I have written about the first dimension before. Classical political economy, and economists in related traditions, focus on what needs to hold such that society is reproduced. Neoclassical economics is defined, by many, as being about the allocation of scarce resources.

Post Keynesians and others describe money as having real effects. Many mainstream economists, on the other hand, model capitalist economies as, basically, barter economies. They hold money to be neutral, at least in the long run. It is not clear that such models can be extended to contain money.

My third dimension, above, relates to attitudes to two types of models. In one, an economy is described, at a high level of abstraction, as characterized by free competition, with no agent being able to influence market prices, and all agents having complete information about what can be known. In the other model, one introduces rigidities and stickiness in prices; oligopolies, monopolies, and monopsonies; information asymmetries; and so on. One group of economists thinks the former model can describe an economy that need not tend to an equilibrium with desirable properties. Many mainstream economists, however, think actually existing economies are to be described by deviations from perfect competition and that it is the goal of policy to try to make actual economies function like the ideal. (I was inspired to try to define this dimension by Palermo (2016).)

Theoretically, the above taxonomy yields eight kinds of economists. I do not know that one can find important economists at every node of the cube so defined. But, to see how this works out, consider Joseph Schumpeter. He emphasized scarcity, thought money and finance impact real variables, and saw issues with a perfectly competitive economies. For the latter, consider his argument - later taken up by John Kenneth Galbraith - that large corporations were needed for the research and development needed for growth in a mature economy.

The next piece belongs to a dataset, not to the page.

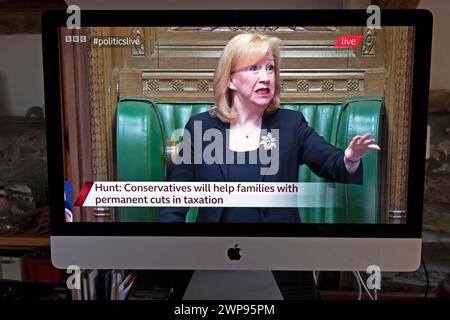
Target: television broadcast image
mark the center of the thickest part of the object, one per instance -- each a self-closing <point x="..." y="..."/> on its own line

John Maynard Keynes is another economist that emphasized the real effects of money and argued issues can arise in the ideal economy. He argued, in the General Theory, that a perfectly competitive economy would be violently unstable. Rigidities in wages are desirable, for they provide stability. I am not sure where I would put him on the first dimension, but followers at Cambridge, such as Kaldor and Robinson, developed models of warranted growth in the 1950s that lie in the upper left box in the figure.

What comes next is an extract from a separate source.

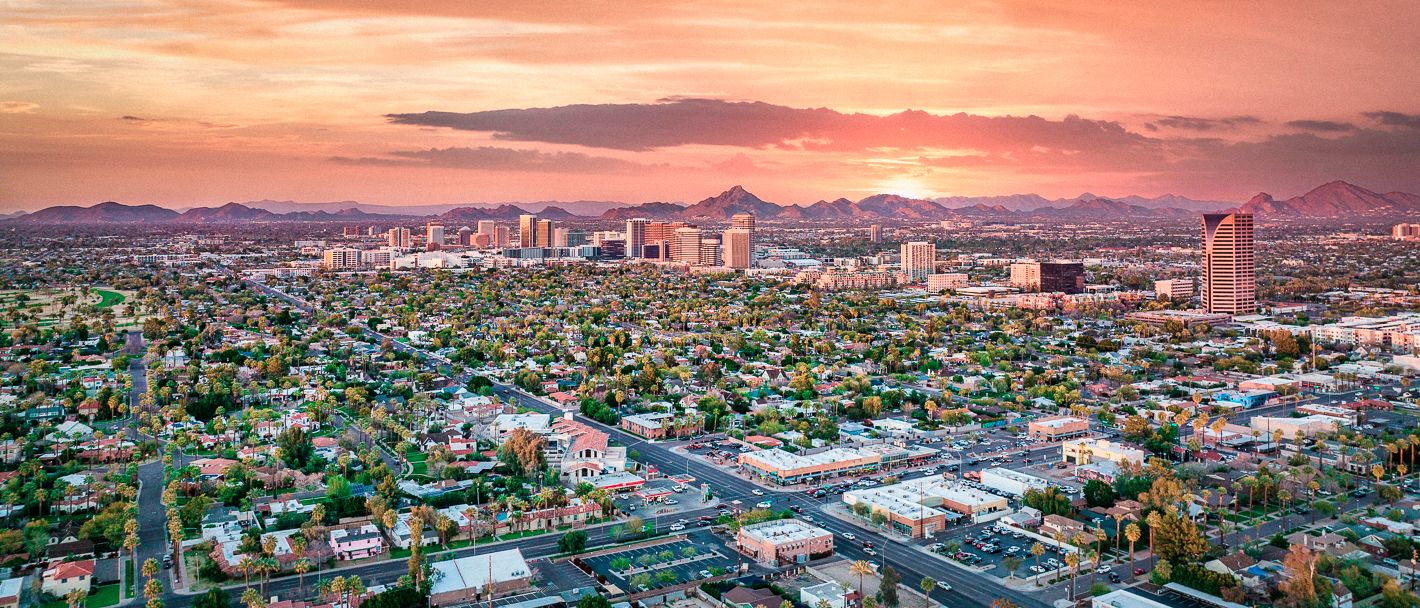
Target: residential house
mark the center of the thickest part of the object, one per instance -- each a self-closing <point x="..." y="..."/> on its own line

Obviously, this post should go on to explore more nodes in the cube I have outlined.

References
  • John H. Finch and Robert McMaster (2018). History Matters: On the mystifying appeal of Bowles and Gintis. Cambridge Journal of Economics.
  • Giulio Palermo (2016). Post-Walrasian Economics: A Marxist Critique. Science & Society 80(3): 346-378.

1 comment:

  1. I like this kind of thing. I have daydreamed about a tree of economic questions. Nodes near the root would be fundamental assumptions. The leaves would represent the theories of individual economists or schools. If you could scientifically determine the answers to questions near the root of the tree you could definitively debunk whole swathes of economics in one go.
    It wouldn't change any fossilised minds of course (Friedman 'proved' assumptions don't matter), but students would benefit from it.